Eshana Bhangu, a third-year international relations student, is running for a third year on the UBC Vancouver Senate as a student senator-at-large.
If reelected, she said she hopes to continue her work in reducing the cost of learning materials, drafting a more lenient course withdrawal policy and improving experience-based education for students entering the workforce after graduation.
Bhangu says that “unfinished business” pushed her to run for reelection. As one of the authors of Senate 2023, she wants to use her platform to support the implementation of the goals and strategies outlined in the document by pushing student priorities “in every way that [she] can.”
“I think the most relevant thing that makes me a good student senator is the fact that I never forget that students are the ones who put me here,” said Bhangu. “That's why I think I'm going for reelection. I just want to continue to fight for students.”

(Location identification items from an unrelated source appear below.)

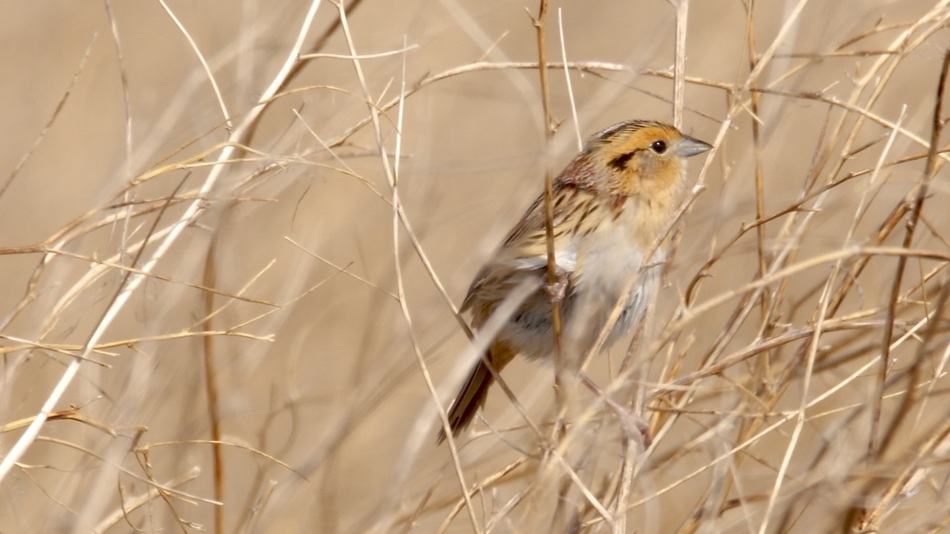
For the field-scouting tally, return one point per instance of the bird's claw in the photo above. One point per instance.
(555, 284)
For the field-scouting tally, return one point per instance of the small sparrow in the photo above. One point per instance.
(610, 204)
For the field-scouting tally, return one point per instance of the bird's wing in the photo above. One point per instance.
(524, 251)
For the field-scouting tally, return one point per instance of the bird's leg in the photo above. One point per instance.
(555, 284)
(634, 427)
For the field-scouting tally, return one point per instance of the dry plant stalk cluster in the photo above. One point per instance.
(243, 324)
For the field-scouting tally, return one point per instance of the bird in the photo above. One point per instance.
(610, 204)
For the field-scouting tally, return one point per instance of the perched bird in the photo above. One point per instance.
(610, 204)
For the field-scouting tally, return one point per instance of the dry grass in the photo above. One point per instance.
(230, 273)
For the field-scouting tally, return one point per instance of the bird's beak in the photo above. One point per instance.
(691, 147)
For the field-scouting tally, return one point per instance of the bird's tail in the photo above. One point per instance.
(475, 391)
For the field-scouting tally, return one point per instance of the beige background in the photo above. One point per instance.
(331, 384)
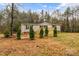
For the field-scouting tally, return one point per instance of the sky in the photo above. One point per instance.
(39, 6)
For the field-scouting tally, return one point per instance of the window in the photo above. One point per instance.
(27, 27)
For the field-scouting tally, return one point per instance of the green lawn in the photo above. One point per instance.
(65, 44)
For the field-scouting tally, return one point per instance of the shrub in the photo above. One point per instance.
(41, 32)
(6, 34)
(31, 33)
(19, 34)
(46, 31)
(55, 31)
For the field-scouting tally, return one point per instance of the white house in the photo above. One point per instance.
(25, 26)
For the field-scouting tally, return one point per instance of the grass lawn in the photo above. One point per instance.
(64, 45)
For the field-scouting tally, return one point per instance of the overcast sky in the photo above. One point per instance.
(40, 6)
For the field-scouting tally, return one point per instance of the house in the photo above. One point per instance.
(36, 26)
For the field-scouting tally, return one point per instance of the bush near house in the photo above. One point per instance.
(46, 31)
(19, 34)
(6, 33)
(31, 33)
(55, 31)
(41, 32)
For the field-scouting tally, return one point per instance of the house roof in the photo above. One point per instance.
(43, 23)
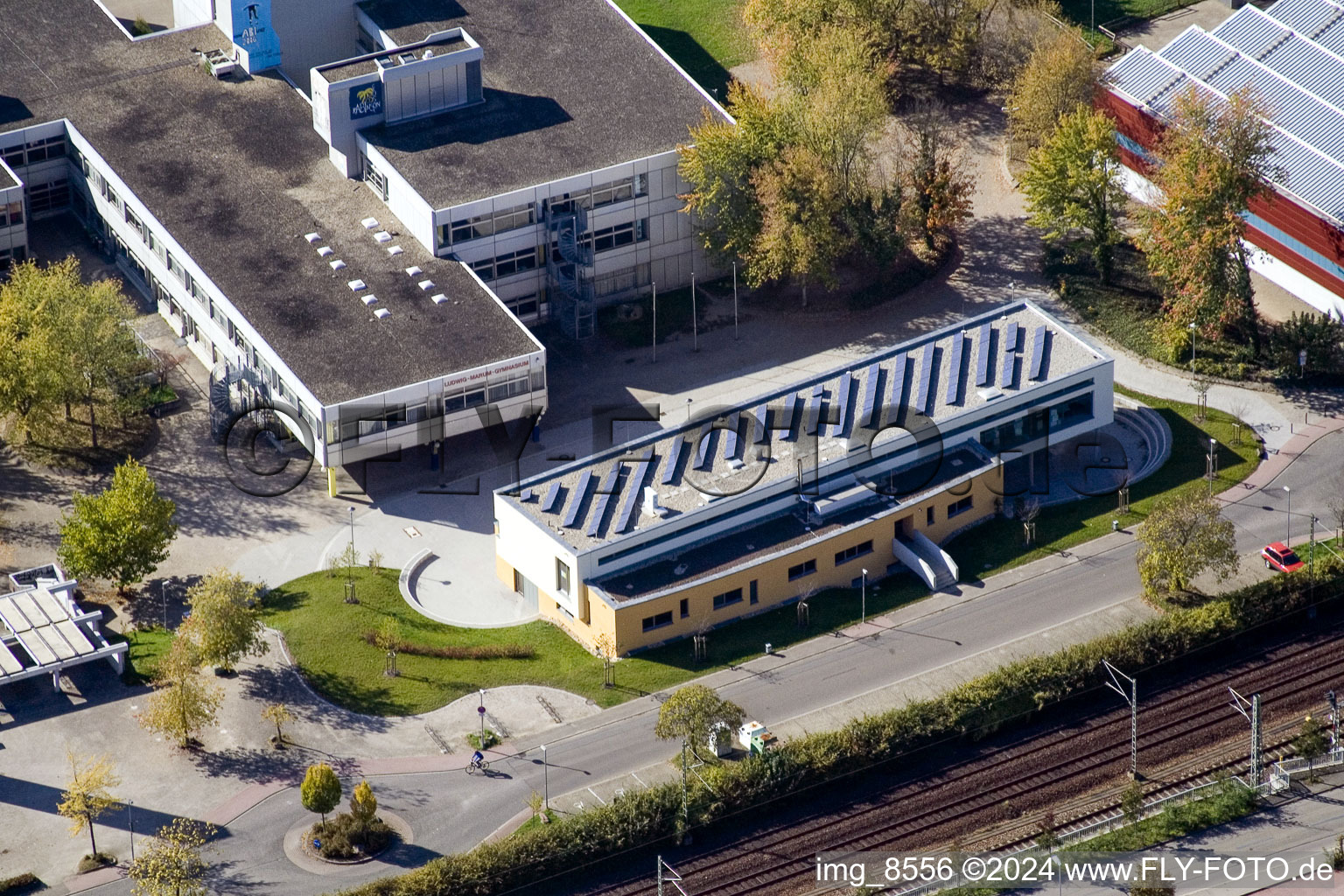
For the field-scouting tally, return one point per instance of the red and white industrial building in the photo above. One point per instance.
(1292, 57)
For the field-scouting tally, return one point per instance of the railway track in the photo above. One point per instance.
(1015, 778)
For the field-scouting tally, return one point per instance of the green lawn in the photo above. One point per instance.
(147, 645)
(704, 37)
(999, 543)
(326, 634)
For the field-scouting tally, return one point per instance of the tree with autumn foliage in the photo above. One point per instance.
(1211, 161)
(1073, 185)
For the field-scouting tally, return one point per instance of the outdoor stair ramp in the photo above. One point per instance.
(927, 560)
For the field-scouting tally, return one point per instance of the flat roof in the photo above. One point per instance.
(569, 88)
(1292, 57)
(238, 176)
(780, 532)
(598, 500)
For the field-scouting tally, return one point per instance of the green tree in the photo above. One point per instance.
(692, 712)
(122, 534)
(88, 794)
(1058, 78)
(278, 715)
(1073, 183)
(183, 702)
(172, 864)
(363, 805)
(225, 621)
(1183, 536)
(32, 356)
(94, 329)
(1311, 743)
(320, 790)
(1211, 163)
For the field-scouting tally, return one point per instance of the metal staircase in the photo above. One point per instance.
(570, 269)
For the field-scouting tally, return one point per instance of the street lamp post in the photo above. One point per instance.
(863, 606)
(546, 780)
(1289, 514)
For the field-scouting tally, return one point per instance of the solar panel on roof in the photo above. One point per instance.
(1038, 354)
(870, 396)
(815, 410)
(790, 403)
(730, 437)
(704, 456)
(604, 499)
(634, 486)
(571, 514)
(847, 387)
(925, 379)
(898, 381)
(983, 354)
(956, 368)
(674, 458)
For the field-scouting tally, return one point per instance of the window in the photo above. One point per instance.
(807, 567)
(857, 551)
(619, 235)
(488, 225)
(727, 598)
(506, 265)
(659, 621)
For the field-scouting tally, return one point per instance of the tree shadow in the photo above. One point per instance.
(696, 60)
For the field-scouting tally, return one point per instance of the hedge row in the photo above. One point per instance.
(973, 710)
(458, 652)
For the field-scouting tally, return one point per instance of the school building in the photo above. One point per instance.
(1291, 55)
(867, 468)
(353, 211)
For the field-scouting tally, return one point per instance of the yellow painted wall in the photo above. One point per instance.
(772, 577)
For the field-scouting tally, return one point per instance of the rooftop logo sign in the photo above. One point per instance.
(366, 101)
(255, 34)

Bhangu said she wants to push for greater Senate transparency and a centralized student focus — specifically, she wants to reduce bureaucracy when it comes to passing motions and identify barriers in remote learning environments.
“We have to go beyond that and look at the concerns that instructors have, whether it's intellectual property, whether it is student comfort and privacy or other pedagogical reasons,” she said.

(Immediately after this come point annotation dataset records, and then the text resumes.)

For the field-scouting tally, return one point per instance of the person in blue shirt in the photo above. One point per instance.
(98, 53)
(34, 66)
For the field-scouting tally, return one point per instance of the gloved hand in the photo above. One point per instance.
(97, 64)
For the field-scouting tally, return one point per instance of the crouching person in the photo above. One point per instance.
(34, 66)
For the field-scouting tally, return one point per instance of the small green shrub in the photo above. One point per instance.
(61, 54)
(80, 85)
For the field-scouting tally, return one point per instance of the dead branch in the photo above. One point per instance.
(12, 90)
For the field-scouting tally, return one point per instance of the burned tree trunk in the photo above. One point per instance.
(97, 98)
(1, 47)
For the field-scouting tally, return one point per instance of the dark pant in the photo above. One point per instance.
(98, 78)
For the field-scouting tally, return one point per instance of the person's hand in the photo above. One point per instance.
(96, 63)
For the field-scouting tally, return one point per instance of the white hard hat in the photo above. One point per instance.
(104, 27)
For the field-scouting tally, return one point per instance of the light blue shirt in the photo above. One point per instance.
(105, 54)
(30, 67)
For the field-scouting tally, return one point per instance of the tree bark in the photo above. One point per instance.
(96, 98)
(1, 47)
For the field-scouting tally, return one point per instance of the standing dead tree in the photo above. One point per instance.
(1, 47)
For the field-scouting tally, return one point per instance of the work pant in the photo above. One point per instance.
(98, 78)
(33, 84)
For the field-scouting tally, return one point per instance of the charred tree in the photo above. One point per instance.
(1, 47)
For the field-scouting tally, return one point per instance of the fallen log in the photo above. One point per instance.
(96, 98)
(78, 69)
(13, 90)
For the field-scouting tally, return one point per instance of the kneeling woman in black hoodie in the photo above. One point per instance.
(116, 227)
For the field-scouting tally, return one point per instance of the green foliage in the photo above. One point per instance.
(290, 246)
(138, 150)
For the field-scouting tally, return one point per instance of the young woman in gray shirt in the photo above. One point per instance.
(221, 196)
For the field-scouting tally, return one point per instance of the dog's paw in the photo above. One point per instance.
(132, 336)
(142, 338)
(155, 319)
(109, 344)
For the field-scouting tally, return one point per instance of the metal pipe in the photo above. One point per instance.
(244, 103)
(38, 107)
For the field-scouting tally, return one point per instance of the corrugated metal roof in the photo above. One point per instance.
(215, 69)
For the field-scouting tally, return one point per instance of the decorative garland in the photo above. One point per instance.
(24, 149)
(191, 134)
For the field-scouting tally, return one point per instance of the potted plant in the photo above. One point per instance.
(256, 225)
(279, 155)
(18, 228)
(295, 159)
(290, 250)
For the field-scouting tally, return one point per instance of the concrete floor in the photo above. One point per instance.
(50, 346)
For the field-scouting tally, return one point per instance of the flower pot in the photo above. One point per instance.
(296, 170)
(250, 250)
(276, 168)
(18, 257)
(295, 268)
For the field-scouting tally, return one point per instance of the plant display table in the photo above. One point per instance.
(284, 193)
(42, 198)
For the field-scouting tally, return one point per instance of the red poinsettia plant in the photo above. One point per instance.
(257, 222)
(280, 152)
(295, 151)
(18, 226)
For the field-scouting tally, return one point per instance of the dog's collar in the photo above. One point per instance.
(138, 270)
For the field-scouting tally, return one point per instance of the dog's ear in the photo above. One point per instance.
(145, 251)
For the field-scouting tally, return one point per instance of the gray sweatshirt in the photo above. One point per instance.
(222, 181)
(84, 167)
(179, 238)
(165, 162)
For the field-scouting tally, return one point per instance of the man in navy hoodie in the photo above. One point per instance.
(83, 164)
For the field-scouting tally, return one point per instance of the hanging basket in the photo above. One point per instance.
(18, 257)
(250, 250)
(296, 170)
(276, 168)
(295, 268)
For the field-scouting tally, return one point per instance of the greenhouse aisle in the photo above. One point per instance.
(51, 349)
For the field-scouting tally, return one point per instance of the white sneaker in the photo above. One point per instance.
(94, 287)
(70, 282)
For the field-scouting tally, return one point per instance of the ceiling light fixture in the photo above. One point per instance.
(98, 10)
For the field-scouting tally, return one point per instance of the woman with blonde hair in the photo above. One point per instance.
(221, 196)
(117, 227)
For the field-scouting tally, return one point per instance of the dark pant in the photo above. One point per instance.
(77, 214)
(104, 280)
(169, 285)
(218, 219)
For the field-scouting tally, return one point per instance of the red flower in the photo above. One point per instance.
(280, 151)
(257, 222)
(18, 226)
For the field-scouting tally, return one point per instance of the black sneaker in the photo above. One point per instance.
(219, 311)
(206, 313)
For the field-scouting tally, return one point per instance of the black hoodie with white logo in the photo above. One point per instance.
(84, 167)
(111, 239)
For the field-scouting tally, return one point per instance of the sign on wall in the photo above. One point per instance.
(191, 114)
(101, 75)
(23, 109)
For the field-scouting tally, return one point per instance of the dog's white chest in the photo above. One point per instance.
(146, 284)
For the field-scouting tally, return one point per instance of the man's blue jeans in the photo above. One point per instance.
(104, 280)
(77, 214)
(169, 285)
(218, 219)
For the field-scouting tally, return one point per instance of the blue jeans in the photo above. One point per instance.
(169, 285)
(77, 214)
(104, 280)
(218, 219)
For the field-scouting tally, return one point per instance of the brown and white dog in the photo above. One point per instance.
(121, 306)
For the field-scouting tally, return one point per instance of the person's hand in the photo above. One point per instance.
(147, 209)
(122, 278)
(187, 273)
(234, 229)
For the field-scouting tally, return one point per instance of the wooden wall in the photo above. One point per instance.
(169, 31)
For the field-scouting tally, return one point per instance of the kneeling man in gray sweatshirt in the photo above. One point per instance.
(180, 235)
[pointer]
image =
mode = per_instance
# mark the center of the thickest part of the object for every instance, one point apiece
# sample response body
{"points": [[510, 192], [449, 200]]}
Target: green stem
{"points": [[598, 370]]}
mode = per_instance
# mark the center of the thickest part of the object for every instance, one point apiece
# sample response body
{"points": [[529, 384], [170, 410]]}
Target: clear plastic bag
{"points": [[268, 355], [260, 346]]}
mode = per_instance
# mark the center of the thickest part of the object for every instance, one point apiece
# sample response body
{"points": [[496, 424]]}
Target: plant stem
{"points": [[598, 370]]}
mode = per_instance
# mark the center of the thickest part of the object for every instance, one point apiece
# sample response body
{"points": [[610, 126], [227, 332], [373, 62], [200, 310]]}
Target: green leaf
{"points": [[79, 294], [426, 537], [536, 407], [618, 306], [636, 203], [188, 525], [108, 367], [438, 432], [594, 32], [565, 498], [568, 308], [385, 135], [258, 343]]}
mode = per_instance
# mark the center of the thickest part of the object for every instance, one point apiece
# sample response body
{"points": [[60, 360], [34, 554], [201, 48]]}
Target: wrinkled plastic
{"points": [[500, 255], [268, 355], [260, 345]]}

She also hopes to improve the structural format of the Senate, particularly the way student senators are viewed by other senate members, which she plans on seeing through with the use of the Senate triennial review.

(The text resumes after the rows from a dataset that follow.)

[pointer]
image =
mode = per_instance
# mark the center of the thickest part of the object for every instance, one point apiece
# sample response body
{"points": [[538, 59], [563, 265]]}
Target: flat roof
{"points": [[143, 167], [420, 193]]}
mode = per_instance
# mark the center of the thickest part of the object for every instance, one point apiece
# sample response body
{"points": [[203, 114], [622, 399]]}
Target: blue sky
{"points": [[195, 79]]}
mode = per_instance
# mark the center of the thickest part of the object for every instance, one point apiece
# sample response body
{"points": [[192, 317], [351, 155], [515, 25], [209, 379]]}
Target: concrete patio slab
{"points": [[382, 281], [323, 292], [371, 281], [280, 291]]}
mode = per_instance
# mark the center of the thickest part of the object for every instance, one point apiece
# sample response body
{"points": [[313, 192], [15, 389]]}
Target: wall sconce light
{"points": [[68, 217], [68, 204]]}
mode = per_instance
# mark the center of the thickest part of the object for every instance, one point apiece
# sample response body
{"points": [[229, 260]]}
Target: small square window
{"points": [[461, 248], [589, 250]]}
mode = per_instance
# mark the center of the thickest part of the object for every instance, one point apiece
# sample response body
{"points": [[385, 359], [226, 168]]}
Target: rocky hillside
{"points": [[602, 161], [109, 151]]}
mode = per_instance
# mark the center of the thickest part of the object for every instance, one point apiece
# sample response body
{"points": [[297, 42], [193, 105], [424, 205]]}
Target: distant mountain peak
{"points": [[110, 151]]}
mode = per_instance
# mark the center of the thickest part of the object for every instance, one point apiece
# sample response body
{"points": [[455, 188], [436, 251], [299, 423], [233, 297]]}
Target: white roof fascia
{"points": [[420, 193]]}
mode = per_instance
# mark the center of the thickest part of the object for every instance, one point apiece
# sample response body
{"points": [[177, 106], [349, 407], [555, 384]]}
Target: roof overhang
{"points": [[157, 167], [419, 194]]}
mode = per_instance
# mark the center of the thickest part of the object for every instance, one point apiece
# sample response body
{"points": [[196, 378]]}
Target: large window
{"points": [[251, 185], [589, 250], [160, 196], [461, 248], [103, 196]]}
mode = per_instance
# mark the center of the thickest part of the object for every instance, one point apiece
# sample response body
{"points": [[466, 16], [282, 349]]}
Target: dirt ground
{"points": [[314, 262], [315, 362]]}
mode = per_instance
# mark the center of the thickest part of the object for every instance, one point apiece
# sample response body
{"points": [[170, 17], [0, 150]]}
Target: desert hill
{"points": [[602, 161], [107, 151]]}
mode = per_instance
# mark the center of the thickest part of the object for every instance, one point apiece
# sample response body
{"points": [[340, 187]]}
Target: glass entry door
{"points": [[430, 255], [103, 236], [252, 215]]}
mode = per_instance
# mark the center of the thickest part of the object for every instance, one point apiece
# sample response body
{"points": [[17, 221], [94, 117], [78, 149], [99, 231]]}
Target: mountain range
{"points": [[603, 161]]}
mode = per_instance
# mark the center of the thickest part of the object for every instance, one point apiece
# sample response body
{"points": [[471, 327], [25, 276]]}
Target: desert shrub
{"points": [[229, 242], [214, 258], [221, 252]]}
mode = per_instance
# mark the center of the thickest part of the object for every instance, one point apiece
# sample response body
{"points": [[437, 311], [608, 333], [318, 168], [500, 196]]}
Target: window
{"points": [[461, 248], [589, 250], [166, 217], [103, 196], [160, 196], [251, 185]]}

“We've seen instances where faculty senators and student senators [are cooperating], but other times, it’s often seen that student senators are the ones fighting out there,” she said.
“We also need to develop a code of conduct and conflict of interest rules for senators,” she said.
Bhangu said that her experience in the Senate differentiates her from other candidates. She “drafted and put into [motion]” the extension of the drop deadline to February 6, supported the restriction of remote invigilation tools and is the only student on the experiential education roundtable.
In her role as AMS VP academic and university affairs, she wrote a correspondence to push the university to “conduct a review” for honorary degrees, not just for revoking Bishop O’Grady’s honorary degree, but also of the process and criteria of granting honorary degrees.
According to Bhangu, there has been “a lot of progress” in the Tributes Committee — the committee in charge of honorary degrees — as there is now a “subcommittee to review the process on how they give out honorary degrees.” However, little progress has been made in the rescission of O’Grady’s degree.
“I'll continue holding them accountable to what [UBC has] committed to doing, and keep questioning if we’re giving out degrees like that, are we really living up to our goals as an institution?” she said.
Bhangu is also running for AMS president.